What can I say to women now who are where I was 15 years ago?
I think I have resisted saying it because I don't think I could have heard it in the beginning years. But what I would say is this:
Move past focusing on his alcoholism as quickly as you can.
I know.
Believe me...
I!
KNOW!
How do you "move past" the most heinous of behavior?
You make the focus creating the life you desire...
Rather than surviving his drinking.
Someone asked me if my new book ("Do You Know I Cry During Yoga?") covered how I came to be ready to leave. It doesn't. Not in any sort of concrete way but I know the answer to that question:
I came to be ready to leave when it was more about my life and less about his drinking.
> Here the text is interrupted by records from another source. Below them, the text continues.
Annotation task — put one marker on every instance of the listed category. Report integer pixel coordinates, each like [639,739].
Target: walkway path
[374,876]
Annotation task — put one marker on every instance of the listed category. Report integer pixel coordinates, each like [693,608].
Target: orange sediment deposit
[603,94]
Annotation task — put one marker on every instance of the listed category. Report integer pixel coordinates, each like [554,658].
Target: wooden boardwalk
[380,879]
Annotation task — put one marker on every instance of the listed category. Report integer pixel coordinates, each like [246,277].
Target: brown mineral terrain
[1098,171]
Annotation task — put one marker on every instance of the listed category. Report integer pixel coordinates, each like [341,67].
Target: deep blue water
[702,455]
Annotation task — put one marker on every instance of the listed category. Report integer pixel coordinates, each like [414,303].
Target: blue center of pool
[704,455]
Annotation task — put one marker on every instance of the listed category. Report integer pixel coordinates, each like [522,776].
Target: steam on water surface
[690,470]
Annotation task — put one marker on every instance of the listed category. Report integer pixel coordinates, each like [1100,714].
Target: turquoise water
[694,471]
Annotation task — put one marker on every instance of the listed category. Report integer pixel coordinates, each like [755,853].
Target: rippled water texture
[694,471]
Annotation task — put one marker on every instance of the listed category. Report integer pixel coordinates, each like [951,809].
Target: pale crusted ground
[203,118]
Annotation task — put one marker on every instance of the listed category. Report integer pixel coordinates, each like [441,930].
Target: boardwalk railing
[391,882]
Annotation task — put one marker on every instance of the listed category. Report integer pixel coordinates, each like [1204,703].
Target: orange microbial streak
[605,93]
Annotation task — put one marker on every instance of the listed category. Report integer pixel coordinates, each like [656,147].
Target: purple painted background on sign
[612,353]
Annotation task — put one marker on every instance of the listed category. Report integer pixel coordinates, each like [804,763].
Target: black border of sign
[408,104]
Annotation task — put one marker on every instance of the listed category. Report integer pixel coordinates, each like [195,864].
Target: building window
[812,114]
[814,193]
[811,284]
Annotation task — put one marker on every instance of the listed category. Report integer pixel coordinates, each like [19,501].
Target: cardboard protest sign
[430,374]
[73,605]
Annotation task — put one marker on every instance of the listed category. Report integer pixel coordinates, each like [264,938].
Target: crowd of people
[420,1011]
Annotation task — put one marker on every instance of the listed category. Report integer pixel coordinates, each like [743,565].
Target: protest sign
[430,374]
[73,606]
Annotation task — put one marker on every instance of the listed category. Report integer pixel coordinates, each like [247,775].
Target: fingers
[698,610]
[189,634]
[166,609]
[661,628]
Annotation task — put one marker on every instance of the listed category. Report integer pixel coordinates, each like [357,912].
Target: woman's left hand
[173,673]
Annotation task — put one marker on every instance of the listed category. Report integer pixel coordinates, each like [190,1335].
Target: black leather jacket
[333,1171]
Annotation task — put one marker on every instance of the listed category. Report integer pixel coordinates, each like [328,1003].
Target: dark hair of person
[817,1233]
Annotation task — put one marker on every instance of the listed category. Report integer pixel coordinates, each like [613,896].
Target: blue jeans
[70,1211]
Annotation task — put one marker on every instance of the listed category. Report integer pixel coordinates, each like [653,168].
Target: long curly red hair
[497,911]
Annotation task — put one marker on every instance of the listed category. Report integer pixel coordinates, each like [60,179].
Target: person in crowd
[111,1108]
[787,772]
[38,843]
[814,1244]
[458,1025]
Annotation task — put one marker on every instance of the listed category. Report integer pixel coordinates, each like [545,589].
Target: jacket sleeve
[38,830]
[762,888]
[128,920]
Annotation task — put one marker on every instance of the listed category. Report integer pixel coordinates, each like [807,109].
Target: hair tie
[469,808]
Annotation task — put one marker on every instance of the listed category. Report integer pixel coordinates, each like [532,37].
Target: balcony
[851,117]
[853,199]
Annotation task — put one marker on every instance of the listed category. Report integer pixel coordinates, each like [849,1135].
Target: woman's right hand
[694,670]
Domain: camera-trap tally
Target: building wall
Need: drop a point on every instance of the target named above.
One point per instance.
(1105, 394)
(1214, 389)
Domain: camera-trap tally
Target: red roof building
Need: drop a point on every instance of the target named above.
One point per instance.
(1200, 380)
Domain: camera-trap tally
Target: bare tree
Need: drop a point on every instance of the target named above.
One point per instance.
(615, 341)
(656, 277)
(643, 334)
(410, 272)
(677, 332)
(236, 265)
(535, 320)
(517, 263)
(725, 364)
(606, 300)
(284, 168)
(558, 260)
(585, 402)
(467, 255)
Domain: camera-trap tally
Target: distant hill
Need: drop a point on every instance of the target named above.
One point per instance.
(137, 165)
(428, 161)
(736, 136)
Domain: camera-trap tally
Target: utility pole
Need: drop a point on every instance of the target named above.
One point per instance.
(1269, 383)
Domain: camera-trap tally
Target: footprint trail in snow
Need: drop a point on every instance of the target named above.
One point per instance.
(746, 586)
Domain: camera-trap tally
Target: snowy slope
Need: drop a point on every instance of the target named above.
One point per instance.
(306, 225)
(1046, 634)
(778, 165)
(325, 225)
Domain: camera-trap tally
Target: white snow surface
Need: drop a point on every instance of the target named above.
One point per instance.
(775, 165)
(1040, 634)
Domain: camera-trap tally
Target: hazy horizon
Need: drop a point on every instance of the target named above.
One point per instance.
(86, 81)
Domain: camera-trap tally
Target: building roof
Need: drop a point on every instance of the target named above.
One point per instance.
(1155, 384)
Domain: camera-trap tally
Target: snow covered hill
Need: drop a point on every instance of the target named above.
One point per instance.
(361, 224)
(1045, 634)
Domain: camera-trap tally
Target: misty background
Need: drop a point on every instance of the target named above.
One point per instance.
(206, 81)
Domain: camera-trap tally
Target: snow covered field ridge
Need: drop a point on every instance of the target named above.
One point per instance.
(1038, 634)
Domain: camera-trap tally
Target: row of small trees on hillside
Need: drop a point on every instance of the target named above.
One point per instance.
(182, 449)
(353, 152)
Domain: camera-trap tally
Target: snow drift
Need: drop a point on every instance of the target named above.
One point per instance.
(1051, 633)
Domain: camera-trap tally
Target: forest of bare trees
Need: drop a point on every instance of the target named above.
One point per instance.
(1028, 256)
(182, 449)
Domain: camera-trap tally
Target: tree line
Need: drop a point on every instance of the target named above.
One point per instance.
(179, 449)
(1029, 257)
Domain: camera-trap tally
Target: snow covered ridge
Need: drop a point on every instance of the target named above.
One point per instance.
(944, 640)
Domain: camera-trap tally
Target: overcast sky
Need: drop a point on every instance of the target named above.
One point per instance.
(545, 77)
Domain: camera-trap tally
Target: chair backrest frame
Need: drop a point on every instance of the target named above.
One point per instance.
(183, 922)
For nearly 20 years, all I wanted (ALL!! I wanted!) was to get away from him and his drinking. There was a desperation in me that I thought would fuel me but instead it shackled me. The more I just ("JUST!") wanted to get away from him and his drinking, the more I remained stuck. And then one day, it came to me:
I wanted my life back.
I wanted the life I had dreamed of.
I wanted the life I knew I could live.
It didn't matter if he drank or was a serial womanizer or couldn't hold a job or anything at all that had to do with him. I was no longer looking at where I was and trying to get away. I was looking at the beautiful horizon in front of me and longing to be part of it.
If you're a woman crying tonight because it's another Saturday night that he's drunk, know this: the more you focus on your life and not his drinking, the better you'll able to weather the latter.